Ausschuss vertagt Beschluss Keine Entscheidung über Kunstrasenrichtlinie in Melle

Ob als neue Anlage oder später die Pflege: Kunstrasenplätze kosten Geld. Foto: Jörn MartensOb als neue Anlage oder später die Pflege: Kunstrasenplätze kosten Geld. Foto: Jörn Martens

Melle. Zwei Hürden sind genommen, die Dritte soll im November überwunden werden: Einhellig stimmte der Sportausschuss den Anträgen des SuS Buer und des SC Melle zu. Bei der Richtlinie zur Förderung von Kunstrasenplätzen gibt es allerdings noch jede Menge Gesprächsbedarf.

In welchem Umfang soll die Stadt den Bau von Kunstrasenplätzen fördern? Vor dem Hintergrund eines schon zwei Jahre alten Antrags des Ortsrates Gesmold in Verbindung mit dem Sportverein Viktoria Gesmold hatte die Verwaltung einen ersten Entwurf für eine städtische Förderrichtlinie erarbeitet. Demnach wolle die Stadt derartige Projekte mit 62,5 Prozent oder maximal 437000 Euro fördern: „Eine realistische Größenordnung“, betonte Erster Stadtrat Andreas Dreier. Er erläuterte dem Ausschuss die Grundlage für eine kommunale Finanzförderung, wobei als Basis ein Betrag von 700000 Euro für den Bau eines Kunstrasenplatzes dient.
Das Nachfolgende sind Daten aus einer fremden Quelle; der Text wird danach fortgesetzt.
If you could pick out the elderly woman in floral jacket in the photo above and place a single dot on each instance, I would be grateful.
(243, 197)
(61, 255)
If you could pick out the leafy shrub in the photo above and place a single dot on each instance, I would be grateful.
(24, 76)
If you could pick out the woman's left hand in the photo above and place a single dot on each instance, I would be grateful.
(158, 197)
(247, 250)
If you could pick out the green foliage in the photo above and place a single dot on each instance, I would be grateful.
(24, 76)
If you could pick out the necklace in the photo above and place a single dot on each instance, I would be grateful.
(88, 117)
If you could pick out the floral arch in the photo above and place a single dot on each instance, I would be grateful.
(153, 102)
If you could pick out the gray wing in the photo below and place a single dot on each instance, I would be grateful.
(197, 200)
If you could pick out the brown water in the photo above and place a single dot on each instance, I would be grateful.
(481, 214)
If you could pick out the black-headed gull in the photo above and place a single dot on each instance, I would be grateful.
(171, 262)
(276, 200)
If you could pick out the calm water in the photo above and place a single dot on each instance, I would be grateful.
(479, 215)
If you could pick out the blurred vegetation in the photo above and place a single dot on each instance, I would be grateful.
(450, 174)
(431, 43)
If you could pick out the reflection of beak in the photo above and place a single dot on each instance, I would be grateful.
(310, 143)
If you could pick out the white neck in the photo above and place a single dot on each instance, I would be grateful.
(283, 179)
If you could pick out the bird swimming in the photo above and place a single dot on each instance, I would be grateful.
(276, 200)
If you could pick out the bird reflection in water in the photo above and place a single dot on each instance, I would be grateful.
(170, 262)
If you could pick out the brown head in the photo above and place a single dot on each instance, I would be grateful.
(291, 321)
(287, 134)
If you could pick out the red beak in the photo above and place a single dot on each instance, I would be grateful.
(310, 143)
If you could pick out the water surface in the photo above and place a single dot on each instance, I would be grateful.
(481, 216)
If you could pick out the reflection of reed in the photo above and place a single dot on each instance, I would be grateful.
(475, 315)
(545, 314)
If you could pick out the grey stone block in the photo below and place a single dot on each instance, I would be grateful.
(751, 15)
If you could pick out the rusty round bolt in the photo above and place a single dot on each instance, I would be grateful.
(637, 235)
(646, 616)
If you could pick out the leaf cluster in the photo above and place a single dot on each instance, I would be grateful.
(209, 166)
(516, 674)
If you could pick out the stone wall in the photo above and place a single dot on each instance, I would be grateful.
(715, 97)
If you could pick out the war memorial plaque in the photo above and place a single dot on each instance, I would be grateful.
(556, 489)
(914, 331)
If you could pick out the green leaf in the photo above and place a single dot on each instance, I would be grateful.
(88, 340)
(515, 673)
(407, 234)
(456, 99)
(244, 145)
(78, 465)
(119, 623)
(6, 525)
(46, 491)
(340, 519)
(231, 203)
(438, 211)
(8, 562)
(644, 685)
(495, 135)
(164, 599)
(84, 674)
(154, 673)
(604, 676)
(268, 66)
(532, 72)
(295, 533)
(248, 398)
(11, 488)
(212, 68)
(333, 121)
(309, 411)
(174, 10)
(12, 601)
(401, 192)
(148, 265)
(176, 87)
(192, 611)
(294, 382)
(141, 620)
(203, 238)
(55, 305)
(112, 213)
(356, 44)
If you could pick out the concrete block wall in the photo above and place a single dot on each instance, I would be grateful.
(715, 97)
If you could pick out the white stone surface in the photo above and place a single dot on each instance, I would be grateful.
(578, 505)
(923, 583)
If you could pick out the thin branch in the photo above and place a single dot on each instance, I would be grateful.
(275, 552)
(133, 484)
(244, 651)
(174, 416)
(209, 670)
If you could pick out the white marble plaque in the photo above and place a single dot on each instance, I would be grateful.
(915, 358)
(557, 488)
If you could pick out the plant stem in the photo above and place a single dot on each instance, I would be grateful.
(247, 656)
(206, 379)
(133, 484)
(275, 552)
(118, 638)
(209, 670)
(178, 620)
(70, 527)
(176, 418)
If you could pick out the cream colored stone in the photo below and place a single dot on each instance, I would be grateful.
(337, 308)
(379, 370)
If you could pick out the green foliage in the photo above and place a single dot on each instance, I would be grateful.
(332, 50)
Wie komplex das Thema letztlich ist und dass noch viele Fragen im Detail zu klären sind, zeigte sich im Verlauf der Sitzung, nachdem die Verwaltung einen überarbeiteten Entwurf vorgelegt hatte. Er sieht gegenüber der ursprünglichen Fassung etliche Änderungen im Detail vor. Und wie das so oft ist: Gerade an diesen Details schieden sich die Geister.

Somit fasste der Ausschuss am Ende keinen Beschluss über die Förderrichtlinie. Vielmehr soll zunächst eine Arbeitsgruppe den neuen Entwurf bearbeiten, ehe der Ausschuss am 26. November darüber endgültig entscheiden will. So bleibt immer noch genügend Zeit, um entsprechende Gelder in den Haushalt 2015 einzustellen.

Harald Kruse (CDU) kritisierte in diesem Zusammenhang, dass der neue Entwurf eine maximale Förderhöhe von 300000 Euro vorsieht: „Daumenschrauben“, und „ein Verhinderungsvorschlag der SPD“, monierte Kruse: „Dass die Vereine zwei Fünftel der Kosten tragen sollen, funktioniert nicht.“

„Insgesamt ist die Richtlinie zu begrüßen, wenngleich noch Änderungen im Detail nötig sind“, meinte hingegen Peter Bungard (SPD), während Alfred Reehuis (Grüne) feststellte, dass Kunstrasenplätze gebaut werden können und sollen; dass sich die Fraktionen aber doch im Grundsatz über die Förderung einig seien.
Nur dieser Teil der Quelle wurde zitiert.